Кошмар повторялся. Опять спасаться, опять бежать! Опасность крылась и в том, что они, эти заплечных дел мастера, могли выбить из Евгения его собственную тайну, погубив дело всей его жизни…

– Для начала давай разыграем из себя геев, – предложил многоопытный Феликс. – Положи нежно свою руку на мою. Я ласково улыбаюсь. Поверчу у тебя на глазах ключом от своего номера. Потом пойду в туалет, возвращусь и сажусь на место. Мы воркуем. Через несколько минут уходишь ты и не возвращаешься. Хватай вещи и срочно уезжай в другой отель, пока я тут их отвлекаю.

– Думаешь, они не знают, где и как меня искать?! Да у таксиста тут же выяснят!

– По крайней мере выиграешь время. На рецепции скажи, что напоследок надо навестить друзей, а билеты на ближайший рейс пусть принесут в мой номер.
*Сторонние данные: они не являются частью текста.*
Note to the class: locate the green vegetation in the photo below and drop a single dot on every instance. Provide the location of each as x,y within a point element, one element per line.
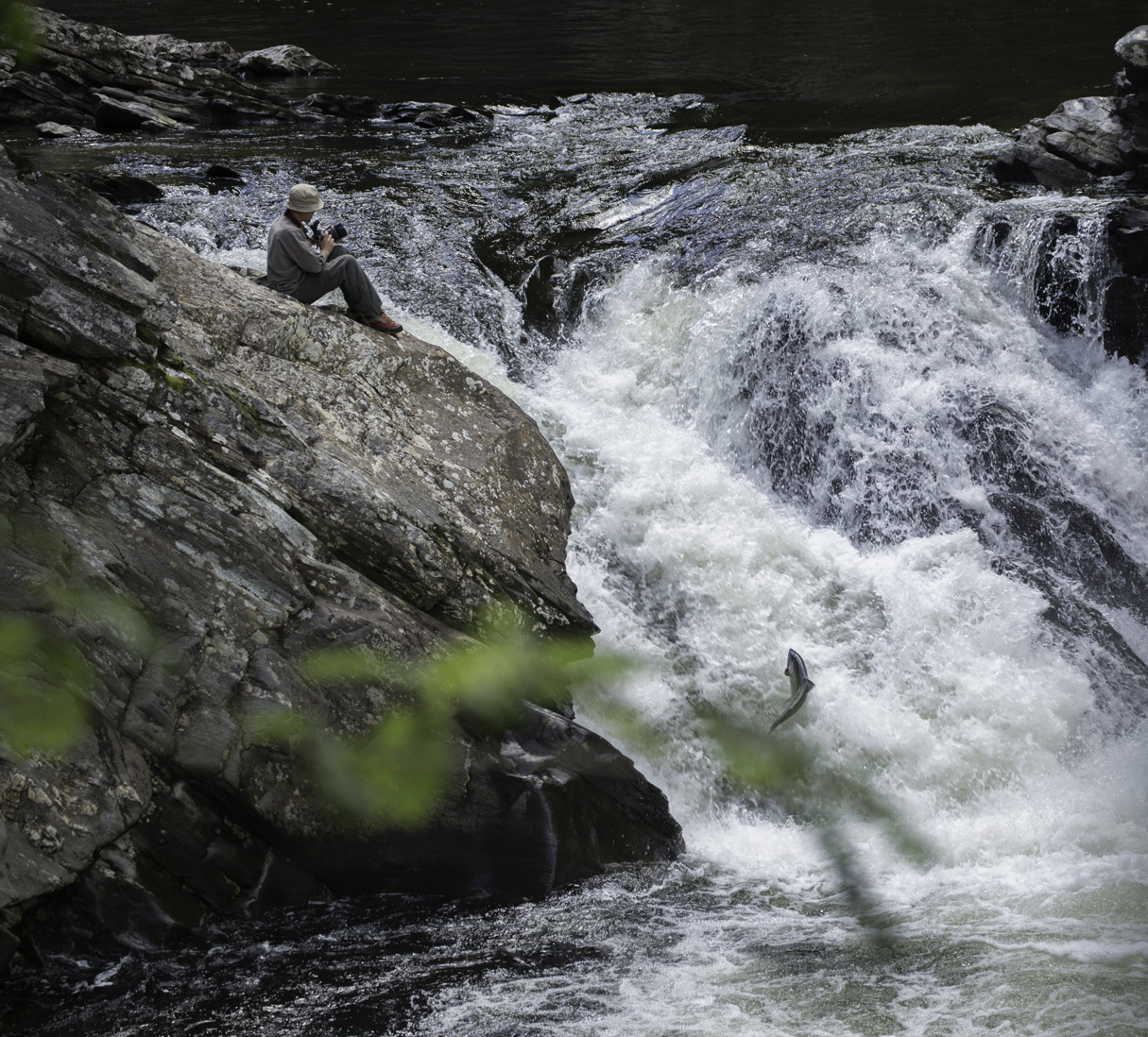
<point>396,774</point>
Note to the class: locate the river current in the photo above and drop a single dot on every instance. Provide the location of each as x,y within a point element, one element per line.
<point>802,404</point>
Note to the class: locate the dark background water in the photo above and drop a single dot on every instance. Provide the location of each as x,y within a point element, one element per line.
<point>796,70</point>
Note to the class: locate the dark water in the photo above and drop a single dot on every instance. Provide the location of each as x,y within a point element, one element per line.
<point>802,405</point>
<point>790,69</point>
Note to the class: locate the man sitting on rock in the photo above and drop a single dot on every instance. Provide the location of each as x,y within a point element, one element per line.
<point>307,271</point>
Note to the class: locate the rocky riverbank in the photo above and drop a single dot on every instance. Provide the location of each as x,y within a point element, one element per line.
<point>1094,145</point>
<point>260,479</point>
<point>90,76</point>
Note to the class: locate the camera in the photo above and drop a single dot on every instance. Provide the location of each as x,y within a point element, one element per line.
<point>337,231</point>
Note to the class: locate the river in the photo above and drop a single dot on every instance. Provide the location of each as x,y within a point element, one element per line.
<point>802,404</point>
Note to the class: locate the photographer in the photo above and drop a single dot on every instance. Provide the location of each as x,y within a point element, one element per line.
<point>308,268</point>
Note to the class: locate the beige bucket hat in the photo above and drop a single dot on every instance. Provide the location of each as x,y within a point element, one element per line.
<point>304,198</point>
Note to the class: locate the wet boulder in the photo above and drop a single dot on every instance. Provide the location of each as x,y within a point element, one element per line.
<point>89,76</point>
<point>343,107</point>
<point>283,60</point>
<point>1088,139</point>
<point>1132,48</point>
<point>169,47</point>
<point>260,479</point>
<point>428,115</point>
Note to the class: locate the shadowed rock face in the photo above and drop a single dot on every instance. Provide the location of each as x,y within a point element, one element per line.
<point>261,479</point>
<point>95,78</point>
<point>1089,139</point>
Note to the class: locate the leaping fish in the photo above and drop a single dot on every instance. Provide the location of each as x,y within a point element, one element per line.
<point>799,686</point>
Я поеду с тобой – на всякий случай. Позвоню тебе на мобильный – передам цифрами, где встречаемся и когда. Надо сматываться как можно скорее. – И нежно улыбнувшись другу, он вышел.

Соглядатаи даже не посмотрели в его сторону, сфокусировав свое внимание на оставшемся в одиночестве Евгении. Один из них даже привстал, видимо намереваясь приступить к захвату, но другой что-то сказал, и они остались сидеть. Возвратившийся Феликс долго еще мозолил глаза агентам, неторопливо потягивая вино якобы в ожидании друга, давая Евгению время побыстрее скрыться. А когда наконец он поднялся из-за стола, сыщики, почуяв неладное, опрометью бросились в вестибюль.